Sehr viele Finanzleiter sind mit dem Thema Aufbewahrungspflicht konfrontiert und hauptsächlich geht es in den meisten Unternehmen um das Thema e-invoicing. Dazu gibt es rechtliche Grundlagen, die unbedingt eingehalten werden müssen, damit der Datenschutz gegeben ist.

Elektronische Rechnungen, sowie Papierrechnungen sind seit dem 1. Juli 2011 aus steuerrechtlicher Sicht gleichgestellt. Für die elektronischen Rechnungen gibt es eine genaue Regelung.

Elektronische Archivierung bedeutet Originale aufbewahren

Alle Rechnungen müssen original aufbewahrt werden. Bei elektronischen Rechnungen handelt es sich um ein elektronisches Dokument. Deshalb müssen elektronische Rechnungen auch elektronisch aufbewahrt werden. Es ist nicht zulässig, einen Ausdruck zu archivieren. Es ist hingegen erlaubt, eine Papierrechnung zu digitalisieren und das Original zu vernichten. Vorausgesetzt wird hierbei eine Dokumentation der Digitalisierung. Eine elektronische Rechnung, welche bei Eingang in ein anderes Format konvertiert wurde, muss wieder in das originale Format konvertiert und entsprechend aufbewahrt werden.

Zehn Jahre lang aufbewahren

Die Frist für die Aufbewahrung für elektronische Rechnungen und auch Papierrechnungen beträgt zehn Jahre. Innerhalb von Europa variieren diese Aufbewahrungsfristen zwischen drei Jahren und zehn Jahren.

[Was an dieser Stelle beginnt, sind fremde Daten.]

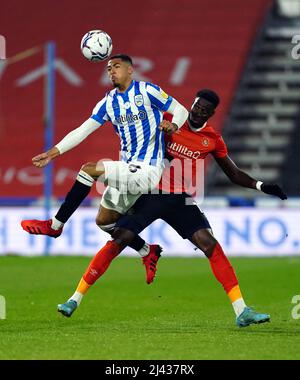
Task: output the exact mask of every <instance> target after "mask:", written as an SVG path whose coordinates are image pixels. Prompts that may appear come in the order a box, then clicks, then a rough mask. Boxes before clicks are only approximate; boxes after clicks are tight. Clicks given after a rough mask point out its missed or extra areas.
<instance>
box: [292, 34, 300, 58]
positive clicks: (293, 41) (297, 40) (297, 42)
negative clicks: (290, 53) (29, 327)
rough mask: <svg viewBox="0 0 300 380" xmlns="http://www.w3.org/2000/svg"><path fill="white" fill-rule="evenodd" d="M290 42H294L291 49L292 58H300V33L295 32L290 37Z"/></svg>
mask: <svg viewBox="0 0 300 380" xmlns="http://www.w3.org/2000/svg"><path fill="white" fill-rule="evenodd" d="M292 44H295V46H294V47H293V49H292V51H291V56H292V58H293V59H300V34H295V35H294V36H293V37H292Z"/></svg>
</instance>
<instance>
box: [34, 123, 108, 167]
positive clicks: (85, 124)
mask: <svg viewBox="0 0 300 380" xmlns="http://www.w3.org/2000/svg"><path fill="white" fill-rule="evenodd" d="M100 125H101V123H99V122H98V121H96V120H94V119H92V118H89V119H88V120H86V121H85V122H84V123H83V124H82V125H81V126H80V127H78V128H76V129H74V130H73V131H71V132H70V133H68V134H67V135H66V136H65V137H64V138H63V139H62V140H61V141H60V142H59V143H58V144H56V145H55V146H54V147H53V148H51V149H50V150H48V151H47V152H44V153H41V154H39V155H37V156H35V157H33V159H32V163H33V165H34V166H36V167H38V168H43V167H44V166H46V165H48V164H49V162H50V161H51V160H53V159H54V158H56V157H57V156H59V155H61V154H63V153H65V152H67V151H68V150H71V149H73V148H74V147H75V146H77V145H78V144H80V143H81V142H82V141H83V140H84V139H86V138H87V137H88V136H89V135H90V134H91V133H92V132H94V131H95V130H96V129H97V128H99V126H100Z"/></svg>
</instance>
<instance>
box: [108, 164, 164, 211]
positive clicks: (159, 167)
mask: <svg viewBox="0 0 300 380" xmlns="http://www.w3.org/2000/svg"><path fill="white" fill-rule="evenodd" d="M102 163H103V165H104V168H105V175H104V183H105V184H107V185H108V186H107V188H106V189H105V191H104V193H103V195H102V199H101V205H102V206H103V207H105V208H108V209H110V210H115V211H117V212H119V213H120V214H126V212H127V211H128V210H129V209H130V208H131V207H132V206H133V205H134V203H135V202H136V201H137V199H138V198H139V197H140V196H141V195H142V194H143V193H147V192H149V191H151V190H152V189H154V188H155V187H156V186H157V185H158V183H159V181H160V178H161V175H162V171H163V168H162V167H161V166H151V165H147V164H145V163H144V162H130V163H126V162H124V161H102Z"/></svg>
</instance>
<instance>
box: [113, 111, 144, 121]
mask: <svg viewBox="0 0 300 380" xmlns="http://www.w3.org/2000/svg"><path fill="white" fill-rule="evenodd" d="M146 117H147V115H146V112H145V111H140V112H139V113H138V115H135V114H133V113H130V114H128V115H121V116H119V117H117V118H116V121H117V123H119V124H124V123H128V124H132V123H135V122H136V121H138V120H145V119H146Z"/></svg>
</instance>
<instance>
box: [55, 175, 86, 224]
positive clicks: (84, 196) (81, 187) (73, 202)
mask: <svg viewBox="0 0 300 380" xmlns="http://www.w3.org/2000/svg"><path fill="white" fill-rule="evenodd" d="M91 188H92V187H91V186H87V185H84V184H83V183H81V182H79V181H75V183H74V185H73V187H72V188H71V190H70V191H69V192H68V194H67V196H66V198H65V201H64V203H63V204H62V205H61V206H60V209H59V210H58V212H57V214H56V215H55V218H56V219H57V220H59V221H60V222H62V223H66V222H67V221H68V219H69V218H70V217H71V215H72V214H73V212H74V211H75V210H77V208H78V207H79V206H80V204H81V203H82V201H83V200H84V199H85V198H86V197H87V196H88V194H89V192H90V191H91Z"/></svg>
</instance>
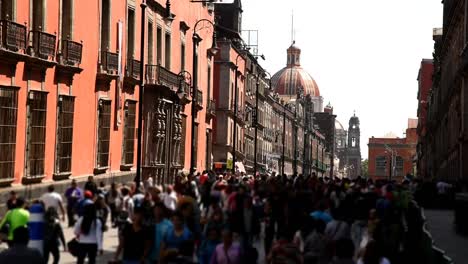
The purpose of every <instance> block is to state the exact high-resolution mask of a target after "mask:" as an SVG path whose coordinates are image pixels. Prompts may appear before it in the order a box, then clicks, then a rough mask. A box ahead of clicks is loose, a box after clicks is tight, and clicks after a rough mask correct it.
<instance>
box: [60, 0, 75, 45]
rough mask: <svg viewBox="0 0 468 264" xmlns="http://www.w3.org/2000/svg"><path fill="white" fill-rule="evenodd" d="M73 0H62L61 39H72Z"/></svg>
mask: <svg viewBox="0 0 468 264" xmlns="http://www.w3.org/2000/svg"><path fill="white" fill-rule="evenodd" d="M72 23H73V0H62V40H72Z"/></svg>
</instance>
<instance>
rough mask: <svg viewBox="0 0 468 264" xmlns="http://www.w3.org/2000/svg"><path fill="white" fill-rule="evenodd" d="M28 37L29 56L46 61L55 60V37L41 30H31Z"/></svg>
mask: <svg viewBox="0 0 468 264" xmlns="http://www.w3.org/2000/svg"><path fill="white" fill-rule="evenodd" d="M29 35H30V39H32V46H31V47H30V55H31V56H33V57H36V58H40V59H42V60H46V61H53V60H55V43H56V40H57V37H56V36H55V35H53V34H50V33H47V32H44V31H41V30H31V31H30V32H29Z"/></svg>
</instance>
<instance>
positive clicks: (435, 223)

Im Moment wird von der europäischen Union eine Vereinheitlichung für die Aufbewahrungsfristen angestrebt. Bisher gab es allerdings noch keine Umsetzung oder Festlegung dazu.

Die Frist für die Aufbewahrung von Rechnungen beginnt mit dem Schluss des Kalenderjahres. Eine Revisionssicherheit muss unbedingt während des Zeitraums der Aufbewahrung gewährleistet werden. Dies bedeutet u.a. eine Unveränderbarkeit. D.h., dass eine elektronische Rechnung fälschungssicher und unverändert archiviert werden muss. Deshalb macht es Sinn, elektronische Rechnungen direkt nach Eingang zu archivieren und abzulegen.

Cloud eines Dienstleisters wählen

Der Gesetzgeber legt sich nicht fest, auf welchem Speichermedium das geschehen soll. Es empfiehlt sich allerdings entweder eine Cloud eines Dienstleisters oder ein Datencenter. Eine Lösung per Cloud ist deshalb sehr attraktiv für mittlere oder kleine Unternehmen, weil oftmals nicht die entsprechenden Kapazitäten im Betrieb für ein eigenes Datacenter gegeben sind. Ausschlaggebend ist, wo sich der Server für die Cloud befindet.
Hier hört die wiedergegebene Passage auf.